Overall, the authors show evidence that CB1 is required in the hippocampus to maintain neurogenesis and even prevent neuroinflammation and cognitive decline, however, the following concerns should be addressed by the authors:

MAJOR CONCERNS

1. statistical stars are missing in most of the graphs. 

2. AAV stereotypes should be mentioned in the method section. 

3. General reporter staining of the AAV should be included in the figure to get an overview of the viral expression. 

4. In the second result, the authors mentioned that the area with Iba1 was significantly enhanced. However, it is quite a general description. Is that because of the number of microglia, size of microglia, or the morphology of microglia? 

5. Microglia activity should be further accessed by markers such as Cd68.  

6. In the figure 4, SVZ is not a proper control, ideally you can distinguish the proliferation between transduced and non-transduced cells.

Author Response

We thank the reviewer for all the comments and suggestions that helped us to improve the manuscript. Please see the attachment

Author Response File: Author Response.pdf

Round 2

Reviewer 1 Report

Authors significantly improved the Introduction and Discussion and added important information of other studies related to the finding. My comment on confocal images was also addressed and data on Venus fluorescence provided in the Results. I recommend to accept the manuscript after minor corrections

Minor:

1. Please provide the Refs for the papers that studied/postulated the following in the Discussion “Glutamate release induces microglial process extension toward neurons  […], ”

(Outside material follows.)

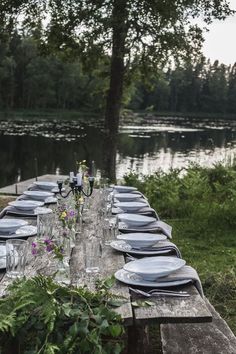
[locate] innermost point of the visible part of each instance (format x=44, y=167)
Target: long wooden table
x=192, y=309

2. During proofing it is recommended to get rid of excessive use of the word “also” throughout the text

Author Response

We thank the reviewer for the positive comments and suggestions and especially the timely evaluation. We have now modified the manuscript  according to the last recommendations. Changes have been highlighted in red in the text.

Reviewer 2 Report

The authors have addressed my concerns. 

Author Response

We thank to the Reviewer the helpful critics with helped us the iprove significantly our manuscript and the timely review.